I'm going to call it a new low. For Snoop.
Next thing you know, Dre will be cleaning up LA with Windex.
Duuuuuuuude. Don't do it, Dre.

Although the site is done nicely by a freshly bought-up EVB.

Scratch yerself out a tune on the briefcase full'o'gum.

Wednesday, August 09, 2006

So THAT agency name's taken

Cheers to Gyro's Vulture Droppings for picking up this site. With a name like "The Center for Tactical Magic", you'd better be collecting the Titanium Lions.

An image burned in the back of my brain

Tuesday, August 08, 2006

Stop it.

"Critiquing ads"

Is it Productive?

Is it Navel-gazing?

Is it Sport?

Is it a chance to play Pytka about Pytka?

None of the above?

Here's where I'm at: It's Genius. It's pretty good. It's invisible. Or it's, to quote AdCritic "actively annoying".

But critiqued? I dunno. Sounds kinda serious for what I do. Sounds like Art. Sounds like the Nobel Prize (pictured - doesn't it look like a gold U.S. dime?).

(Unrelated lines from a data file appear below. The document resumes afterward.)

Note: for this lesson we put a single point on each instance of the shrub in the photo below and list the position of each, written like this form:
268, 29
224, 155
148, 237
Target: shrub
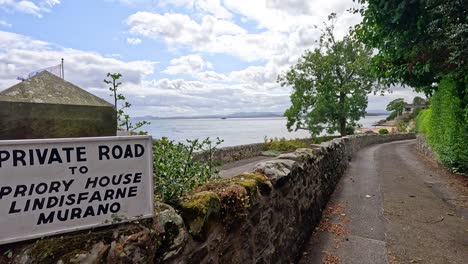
447, 129
177, 172
422, 121
383, 131
402, 127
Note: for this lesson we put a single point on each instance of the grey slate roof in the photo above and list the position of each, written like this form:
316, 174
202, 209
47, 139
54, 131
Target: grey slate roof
49, 89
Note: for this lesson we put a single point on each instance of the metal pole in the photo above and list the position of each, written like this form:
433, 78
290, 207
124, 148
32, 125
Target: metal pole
63, 71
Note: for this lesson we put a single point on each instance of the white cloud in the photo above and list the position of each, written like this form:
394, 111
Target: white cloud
188, 64
20, 55
211, 7
193, 65
133, 41
36, 8
3, 23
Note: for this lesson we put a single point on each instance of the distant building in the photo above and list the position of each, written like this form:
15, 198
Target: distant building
46, 106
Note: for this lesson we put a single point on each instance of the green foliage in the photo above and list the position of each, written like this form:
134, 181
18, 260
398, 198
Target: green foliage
283, 144
176, 170
123, 119
423, 121
402, 127
383, 131
397, 107
419, 101
418, 41
330, 85
447, 131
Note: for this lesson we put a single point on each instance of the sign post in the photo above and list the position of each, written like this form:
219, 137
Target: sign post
53, 186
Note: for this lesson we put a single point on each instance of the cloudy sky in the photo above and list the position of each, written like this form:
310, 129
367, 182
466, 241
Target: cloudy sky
177, 57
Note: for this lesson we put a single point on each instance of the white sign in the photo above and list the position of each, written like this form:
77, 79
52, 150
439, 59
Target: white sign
52, 186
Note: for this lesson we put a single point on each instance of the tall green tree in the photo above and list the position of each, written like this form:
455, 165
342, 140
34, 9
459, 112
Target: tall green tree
330, 85
397, 107
419, 101
123, 119
418, 42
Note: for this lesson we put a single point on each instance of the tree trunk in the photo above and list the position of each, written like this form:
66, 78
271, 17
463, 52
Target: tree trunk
342, 118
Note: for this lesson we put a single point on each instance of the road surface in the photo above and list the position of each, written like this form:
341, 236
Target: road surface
393, 206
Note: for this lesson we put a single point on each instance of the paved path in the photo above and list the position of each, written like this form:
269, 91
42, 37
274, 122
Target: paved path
238, 167
393, 206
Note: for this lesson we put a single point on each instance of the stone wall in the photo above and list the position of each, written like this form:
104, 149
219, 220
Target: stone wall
261, 217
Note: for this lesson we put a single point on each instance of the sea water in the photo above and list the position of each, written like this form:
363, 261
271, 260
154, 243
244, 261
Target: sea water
234, 131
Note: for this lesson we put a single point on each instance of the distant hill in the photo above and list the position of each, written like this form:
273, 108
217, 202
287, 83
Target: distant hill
234, 115
240, 115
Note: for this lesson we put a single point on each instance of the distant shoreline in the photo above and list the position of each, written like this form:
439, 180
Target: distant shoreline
223, 117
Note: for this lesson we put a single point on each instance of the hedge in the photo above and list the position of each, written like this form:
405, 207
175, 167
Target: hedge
445, 126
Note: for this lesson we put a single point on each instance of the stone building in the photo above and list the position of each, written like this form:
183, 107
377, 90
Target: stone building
46, 106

Sounds a lot more important than whether or not that fucking hilarious preppy Smirnoff spot was "ripped off Saturday Night Live."

Jesus. What is this? A Term Paper? A Doctorate thesis? No - it's TV ads for shitty malt beverages. And it's fine if it smells a little like SNL (The fact that SNL does so little that's worth ripping off is of bigger concern.)

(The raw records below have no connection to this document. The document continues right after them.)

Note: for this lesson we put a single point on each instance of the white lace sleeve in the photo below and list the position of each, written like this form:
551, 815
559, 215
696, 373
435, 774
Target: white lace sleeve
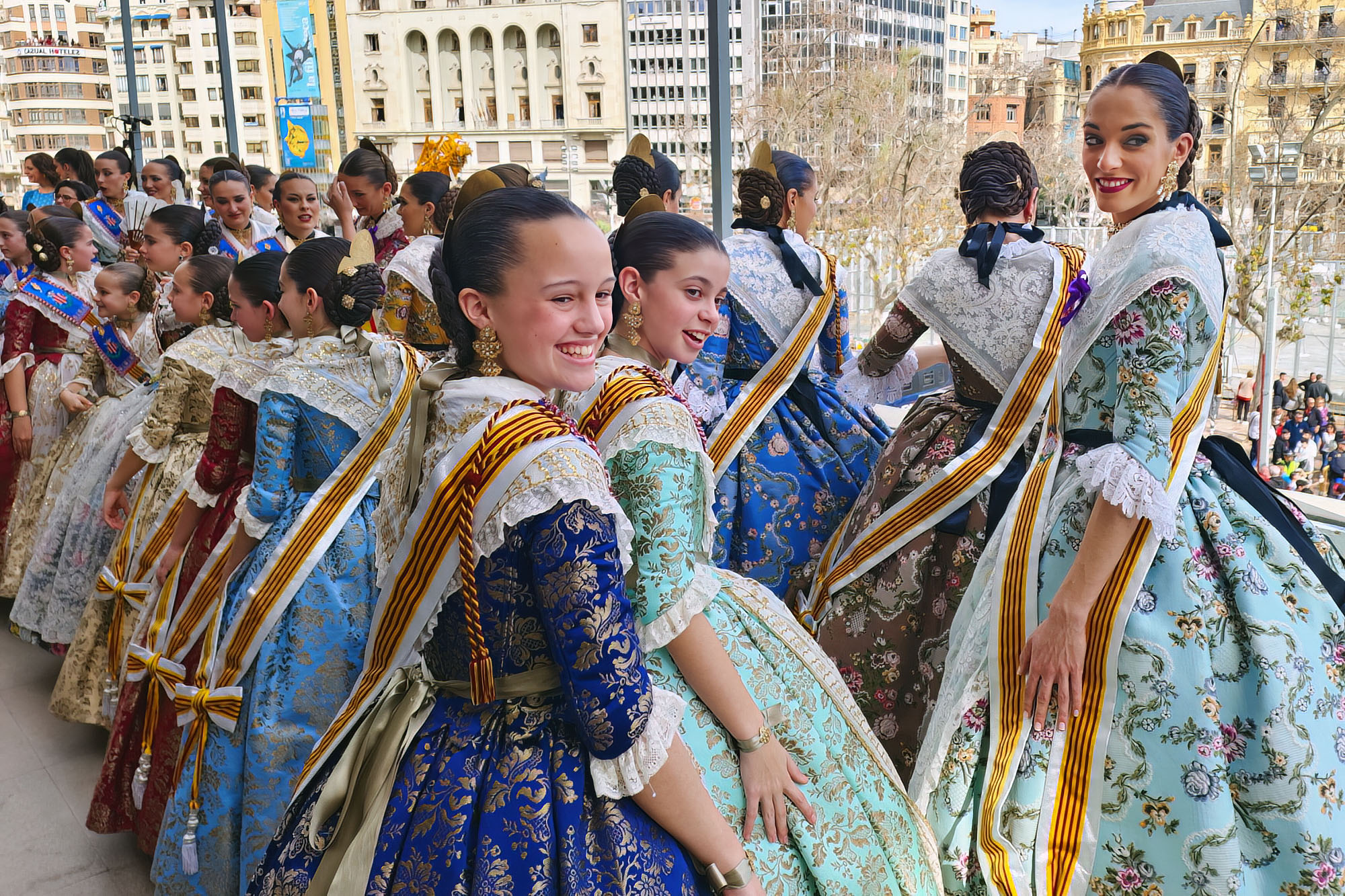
1129, 485
255, 528
878, 391
630, 772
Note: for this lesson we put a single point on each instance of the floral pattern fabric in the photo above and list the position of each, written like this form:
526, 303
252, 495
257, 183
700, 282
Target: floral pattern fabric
1226, 745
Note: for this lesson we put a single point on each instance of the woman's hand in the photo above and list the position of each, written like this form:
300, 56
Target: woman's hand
73, 401
770, 776
116, 509
1054, 658
21, 434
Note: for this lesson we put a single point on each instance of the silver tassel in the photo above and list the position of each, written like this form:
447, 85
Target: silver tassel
189, 845
141, 780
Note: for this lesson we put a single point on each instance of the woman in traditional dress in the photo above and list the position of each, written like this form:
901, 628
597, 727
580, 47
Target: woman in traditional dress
48, 326
106, 213
170, 436
362, 198
553, 690
410, 311
139, 772
73, 541
790, 459
769, 710
235, 231
325, 411
298, 208
888, 627
1152, 581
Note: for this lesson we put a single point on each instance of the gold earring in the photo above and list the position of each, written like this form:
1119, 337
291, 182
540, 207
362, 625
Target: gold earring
633, 318
488, 348
1168, 186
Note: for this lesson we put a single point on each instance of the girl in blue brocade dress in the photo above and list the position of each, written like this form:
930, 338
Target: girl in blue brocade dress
315, 409
792, 485
559, 782
1199, 745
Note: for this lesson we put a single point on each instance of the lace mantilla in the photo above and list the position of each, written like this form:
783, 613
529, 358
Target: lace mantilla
630, 772
887, 389
1129, 485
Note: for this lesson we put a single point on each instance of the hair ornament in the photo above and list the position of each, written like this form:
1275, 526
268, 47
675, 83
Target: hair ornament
361, 253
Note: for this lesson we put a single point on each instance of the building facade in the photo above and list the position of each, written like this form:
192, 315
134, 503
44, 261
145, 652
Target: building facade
541, 85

When did it get so serious around here? And so important? I've done it. But why? What makes what Bob Garfield says to important? Does that public lambasting make us feel a little better about the fact that even Weiden/Crispin/BBH turns out a turd every 50 or 60 spots?

I think anyone that critiques an ad should have to link three of their own ads.
Just for perspective. Like posting a picture of your actual fat ass when you win the Fantasy Football Tournament.

Who's with me?


Track Back

Frequently I find my blog content on other people's blogs.

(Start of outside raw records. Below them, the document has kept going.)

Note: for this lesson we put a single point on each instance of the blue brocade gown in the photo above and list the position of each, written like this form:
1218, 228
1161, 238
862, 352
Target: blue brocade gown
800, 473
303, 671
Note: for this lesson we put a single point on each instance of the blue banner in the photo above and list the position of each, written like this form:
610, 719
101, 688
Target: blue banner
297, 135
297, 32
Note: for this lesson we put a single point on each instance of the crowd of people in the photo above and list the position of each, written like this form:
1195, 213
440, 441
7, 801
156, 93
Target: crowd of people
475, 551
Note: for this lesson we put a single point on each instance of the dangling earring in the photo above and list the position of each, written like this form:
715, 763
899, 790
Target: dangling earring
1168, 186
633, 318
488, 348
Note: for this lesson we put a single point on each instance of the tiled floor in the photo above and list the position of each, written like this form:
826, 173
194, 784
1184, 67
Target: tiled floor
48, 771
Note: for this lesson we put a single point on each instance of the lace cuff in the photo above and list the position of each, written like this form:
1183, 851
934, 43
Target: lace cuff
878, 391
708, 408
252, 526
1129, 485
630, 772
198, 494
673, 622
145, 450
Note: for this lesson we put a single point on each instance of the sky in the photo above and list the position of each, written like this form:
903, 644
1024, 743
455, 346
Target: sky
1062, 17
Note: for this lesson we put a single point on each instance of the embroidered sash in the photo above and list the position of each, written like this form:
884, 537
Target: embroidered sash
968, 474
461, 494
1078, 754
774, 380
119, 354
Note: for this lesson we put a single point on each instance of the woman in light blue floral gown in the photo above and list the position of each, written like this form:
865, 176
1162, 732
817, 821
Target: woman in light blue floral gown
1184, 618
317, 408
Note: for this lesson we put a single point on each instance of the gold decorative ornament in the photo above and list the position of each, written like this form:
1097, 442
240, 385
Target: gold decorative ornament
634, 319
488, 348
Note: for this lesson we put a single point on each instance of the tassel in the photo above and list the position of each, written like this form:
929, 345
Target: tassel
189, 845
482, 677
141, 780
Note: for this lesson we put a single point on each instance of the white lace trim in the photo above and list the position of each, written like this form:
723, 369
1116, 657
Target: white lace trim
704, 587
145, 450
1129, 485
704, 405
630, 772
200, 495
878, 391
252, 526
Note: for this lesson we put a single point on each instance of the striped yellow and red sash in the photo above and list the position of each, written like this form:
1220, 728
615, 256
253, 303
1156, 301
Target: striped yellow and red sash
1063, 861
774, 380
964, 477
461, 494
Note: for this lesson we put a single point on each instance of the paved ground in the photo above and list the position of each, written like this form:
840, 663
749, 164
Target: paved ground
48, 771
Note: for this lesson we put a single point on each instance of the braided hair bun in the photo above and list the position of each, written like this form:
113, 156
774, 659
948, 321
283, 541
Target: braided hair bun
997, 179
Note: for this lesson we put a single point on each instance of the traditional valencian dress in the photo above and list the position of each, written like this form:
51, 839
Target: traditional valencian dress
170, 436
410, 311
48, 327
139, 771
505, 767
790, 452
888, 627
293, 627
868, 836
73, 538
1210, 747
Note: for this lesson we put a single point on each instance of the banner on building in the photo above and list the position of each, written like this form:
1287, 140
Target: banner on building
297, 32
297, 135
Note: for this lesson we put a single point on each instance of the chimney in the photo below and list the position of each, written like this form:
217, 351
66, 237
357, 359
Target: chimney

For instance, I found this latest subject matter on Ernie Schenk's blog
(which I linked to, courtesy of Mack Simpson's blog)

I've been out of school long enough to accept the harsh realities of the business of advertising.
But Mark Fenske (writer, teacher, voice talent, etc.) put together this eloquent list of 14 rules that I thought was pretty telling
of the job creatives are sent to do, and amid what expectations we are supposed to do it.

I wouldn't change anything about it - the article or the job. The reality is, people like or don't like ads for a bunch of reasons. Creating, selling, producing and ultimately connecting with ideas, as we all know, is not a science. It's luck. Some days you got a rabbit foot in yer pocket, other days you get the black cat under the ladder. Some days you get a client who has a good day, or embraces the true power of advertising. Somedays you get the client who actually knows everything.

It's like Vegas. Only we're playing for more money.

Anyway - Read Fenske, not me. He's the writer.

Sunday, August 06, 2006

Good Idea, again

A couple months ago, someone turned me on to mash-up tunes. I'm a big fan of any hip-hop song where Pink Floyd gets sampled heavily. Here that, Diddy? And I like a good unique cover of a classic song - like "Back in the High Life" recorded by Warren Zevon.

I just discovered this little blog which, like a pirated beer label on a college t-shirt, seems like fun.

If it catches on, like the new Miami Vice mustache/mullet, I'll give it a formal link.